Siempre confiar en el Señor 

7. Sigue después: “Pero mis enemigos viven y se han hecho fuertes contra mí” (Sal 37 [38],20). A todo lo cual debe hacer eco: Mas “yo me preocuparé por mi pecado” (Sal 37 [38],19). Pues frecuentemente, nosotros pecadores, si vemos a nuestros enemigos viviendo muy bien, nos entristecemos y arrojamos querellas contra la divina Providencia. En cambio, quien quiere ser salvado, ante todo, siempre esto se responde a sí mismo: aunque “mis enemigos viven y se han hecho fuertes contra mí” (Sal 37 [38],20), sin embargo, “yo me preocuparé por mi pecado” (Sal 37 [38],19). Y aunque me vea pecador, con todo, considerando también los pecados de otros que, tal vez, son más graves, viendo que no están inquietos por sus pecados, comparándome a aquellos que en modo alguno se preocupan por sus gravísimos delitos y preocupado por mi pecado, tengo esperanza en ti.

 


[1] Al inicio de la explicación el verbo está en presente, al final en futuro (SCh 411, p. 316, nota 1).

[2] Cf. Hom. 36,I,5.2; 36,II,1.5; 36,IV,2.1; 37,II,1.1-2.
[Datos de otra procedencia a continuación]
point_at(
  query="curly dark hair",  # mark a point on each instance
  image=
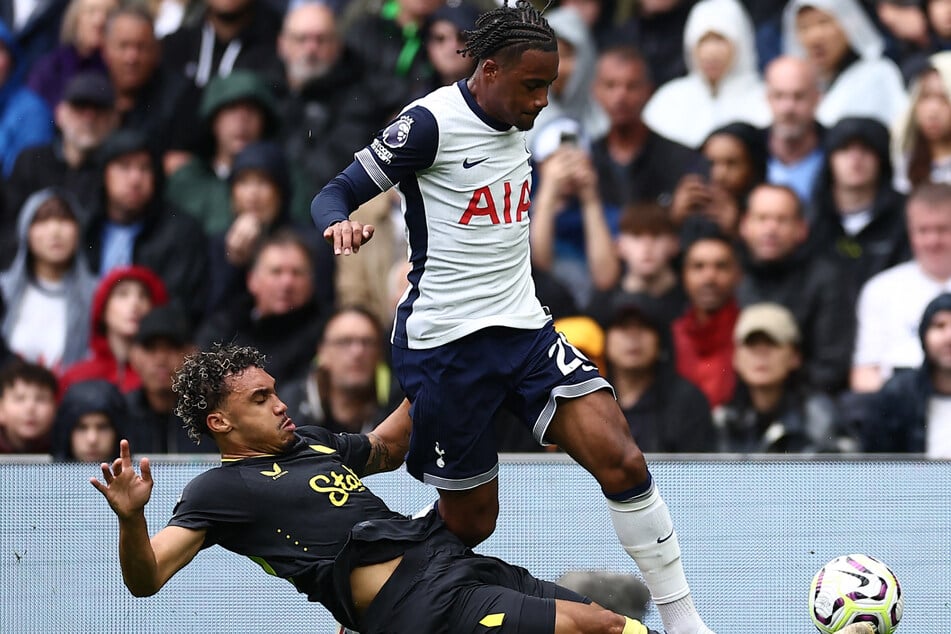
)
(201, 382)
(521, 27)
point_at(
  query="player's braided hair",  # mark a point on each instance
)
(521, 25)
(200, 383)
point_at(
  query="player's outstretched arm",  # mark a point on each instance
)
(389, 441)
(146, 563)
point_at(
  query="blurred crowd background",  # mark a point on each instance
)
(741, 212)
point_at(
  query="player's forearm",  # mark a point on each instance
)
(389, 442)
(603, 262)
(137, 558)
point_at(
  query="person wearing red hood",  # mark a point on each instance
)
(122, 298)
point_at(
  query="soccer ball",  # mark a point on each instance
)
(855, 589)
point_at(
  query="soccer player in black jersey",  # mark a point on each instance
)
(292, 500)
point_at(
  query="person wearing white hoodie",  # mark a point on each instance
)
(722, 84)
(841, 41)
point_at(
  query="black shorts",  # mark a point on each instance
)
(443, 587)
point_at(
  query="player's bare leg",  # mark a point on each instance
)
(585, 618)
(471, 514)
(593, 431)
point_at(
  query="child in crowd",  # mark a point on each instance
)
(27, 407)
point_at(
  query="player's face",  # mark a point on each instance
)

[3] Cf. Orígenes, Homilías sobre el Levítico, XV,2: “… Si, tal vez, se produce una caída, siempre es posible recuperarse (cf. Lv 25,31); por ejemplo, si se encuentra en nosotros una falta, que no es un crimen mortal, no una blasfemia contra la fe, la cual está rodeada con el muro de la doctrina eclesiástica y apostólica, sino (una falta) que consiste en una palabra o en un vicio de las costumbres; esto es vender una casa que está en el campo o en un pueblo, que no tiene muralla. Por consiguiente, esta venta, esta clase de falta, siempre puede rescatarse, y nunca te está prohibido hacer penitencia por los pecados de esta clase. Puesto que para los crímenes más graves se concede lugar para la penitencia solo una vez; en cambio, para aquellas comunes, en las que frecuentemente incurrimos, siempre se puede recibir la penitencia y son rescatadas sin demora”. Y Homilías sobre el libro de los Números, X,1.1: “Si un israelita -esto es, un laico- peca, no puede él quitar su pecado, sino que requiere un levita, necesita de un sacerdote, incluso más todavía, busca alguien más elevado que éstos: (necesita) el Pontífice, para que pueda recibir la remisión de los pecados. En cambio, si delinque el sacerdote o el Pontífice, él mismo puede purgar su pecado, con tal que no peque contra Dios, puesto que de los pecados de este género no vemos que se indique en la letra de la Ley una fácil remisión (cf. 1 S 2,25)”.

[4] El texto latino dice: cogitabo pro peccato meo. El verbo es en este caso la traducción del griego merimneso, que también puede traducirse: inquietaré, perturbaré.